Lymphdrainage – warum sie wichtig ist

Die Lymphdrainage ist eine spezielle Behandlung aus der Physiotherapie. Sie hilft dem Körper, überschüssige Flüssigkeit aus dem Gewebe abzutransportieren. Dabei arbeitet der Physiotherapeut mit sanften, rhythmischen Griffen entlang der Lymphbahnen.

Viele Patienten in der Physiotherapie in Halver und Breckerfeld erhalten Lymphdrainage bei Schwellungen, Schmerzen oder chronischen Erkrankungen des Lymphsystems. Besonders häufig wird sie bei Lipödem und Lymphödem eingesetzt.

Was ist ein Lymphödem?

Ein Lymphödem entsteht, wenn das Lymphsystem nicht mehr richtig arbeitet. Dadurch staut sich Lymphflüssigkeit im Gewebe und es kommt zu sichtbaren Schwellungen, meist an Armen oder Beinen.

Typische Ursachen sind:

  • Operationen (z. B. nach Krebsbehandlungen)

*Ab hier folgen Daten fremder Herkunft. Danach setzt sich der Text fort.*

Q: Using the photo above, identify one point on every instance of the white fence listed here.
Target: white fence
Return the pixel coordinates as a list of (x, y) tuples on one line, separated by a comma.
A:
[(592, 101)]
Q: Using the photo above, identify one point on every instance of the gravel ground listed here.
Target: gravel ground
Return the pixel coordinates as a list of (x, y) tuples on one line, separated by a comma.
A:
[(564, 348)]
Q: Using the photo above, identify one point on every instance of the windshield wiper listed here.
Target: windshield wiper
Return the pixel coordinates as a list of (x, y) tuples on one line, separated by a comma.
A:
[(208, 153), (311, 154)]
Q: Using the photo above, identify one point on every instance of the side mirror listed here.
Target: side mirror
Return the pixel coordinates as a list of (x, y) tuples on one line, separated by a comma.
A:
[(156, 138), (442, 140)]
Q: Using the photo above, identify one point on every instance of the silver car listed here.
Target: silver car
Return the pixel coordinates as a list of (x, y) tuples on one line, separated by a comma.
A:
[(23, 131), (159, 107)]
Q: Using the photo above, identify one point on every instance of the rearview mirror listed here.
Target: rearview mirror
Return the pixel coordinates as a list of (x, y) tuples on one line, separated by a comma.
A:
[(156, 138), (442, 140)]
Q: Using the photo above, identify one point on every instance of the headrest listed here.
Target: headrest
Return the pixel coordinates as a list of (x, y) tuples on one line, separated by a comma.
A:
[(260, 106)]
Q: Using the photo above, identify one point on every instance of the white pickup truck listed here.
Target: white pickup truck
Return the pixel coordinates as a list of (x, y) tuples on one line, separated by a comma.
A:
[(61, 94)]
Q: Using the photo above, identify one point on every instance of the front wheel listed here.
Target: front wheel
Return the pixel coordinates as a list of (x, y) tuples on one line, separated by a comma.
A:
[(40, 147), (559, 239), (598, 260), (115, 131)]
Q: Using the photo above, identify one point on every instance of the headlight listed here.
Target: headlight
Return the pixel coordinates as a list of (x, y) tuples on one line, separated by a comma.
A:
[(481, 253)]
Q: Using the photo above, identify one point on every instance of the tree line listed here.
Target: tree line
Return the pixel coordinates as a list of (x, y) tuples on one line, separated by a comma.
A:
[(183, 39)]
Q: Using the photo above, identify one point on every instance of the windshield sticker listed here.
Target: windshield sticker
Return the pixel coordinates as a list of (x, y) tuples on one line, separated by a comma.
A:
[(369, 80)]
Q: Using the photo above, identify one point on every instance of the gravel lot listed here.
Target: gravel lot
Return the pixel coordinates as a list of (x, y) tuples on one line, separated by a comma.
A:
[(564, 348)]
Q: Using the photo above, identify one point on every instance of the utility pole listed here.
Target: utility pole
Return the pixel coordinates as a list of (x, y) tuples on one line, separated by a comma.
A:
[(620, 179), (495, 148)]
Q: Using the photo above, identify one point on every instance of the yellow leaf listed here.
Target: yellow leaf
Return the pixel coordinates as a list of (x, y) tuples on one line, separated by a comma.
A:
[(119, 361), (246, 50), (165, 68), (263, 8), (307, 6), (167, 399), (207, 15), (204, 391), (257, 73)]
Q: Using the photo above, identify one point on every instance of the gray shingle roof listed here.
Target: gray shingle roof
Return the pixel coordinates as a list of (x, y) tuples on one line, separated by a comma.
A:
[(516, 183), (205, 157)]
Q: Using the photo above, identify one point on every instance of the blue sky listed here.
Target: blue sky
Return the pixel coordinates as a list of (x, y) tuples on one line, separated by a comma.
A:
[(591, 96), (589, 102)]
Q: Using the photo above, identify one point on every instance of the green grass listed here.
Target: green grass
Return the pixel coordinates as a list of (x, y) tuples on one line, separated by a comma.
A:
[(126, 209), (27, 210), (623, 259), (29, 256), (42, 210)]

  • Entfernung von Lymphknoten

  • Verletzungen oder Entzündungen

  • angeborene Schwächen des Lymphsystems

Betroffene bemerken häufig Spannungsgefühle, schwere Beine oder feste Schwellungen. Hier kann manuelle Lymphdrainage in der Physiotherapie helfen, die Flüssigkeit wieder besser abzutransportieren.


Was ist ein Lipödem?

Das Lipödem ist eine chronische Fettverteilungsstörung, die fast ausschließlich Frauen betrifft. Dabei lagert sich krankhaft vermehrtes Fettgewebe vor allem an Beinen, Hüften und manchmal Armen ab.

Typische Merkmale sind:

  • Druck- und Berührungsschmerzen

  • schnelle Bildung von blauen Flecken

  • symmetrische Fettverteilung an beiden Beinen oder Armen

  • Füße und Hände sind meist nicht betroffen

Das Lipödem ist keine reine Schwellung, sondern eine Veränderung des Fettgewebes.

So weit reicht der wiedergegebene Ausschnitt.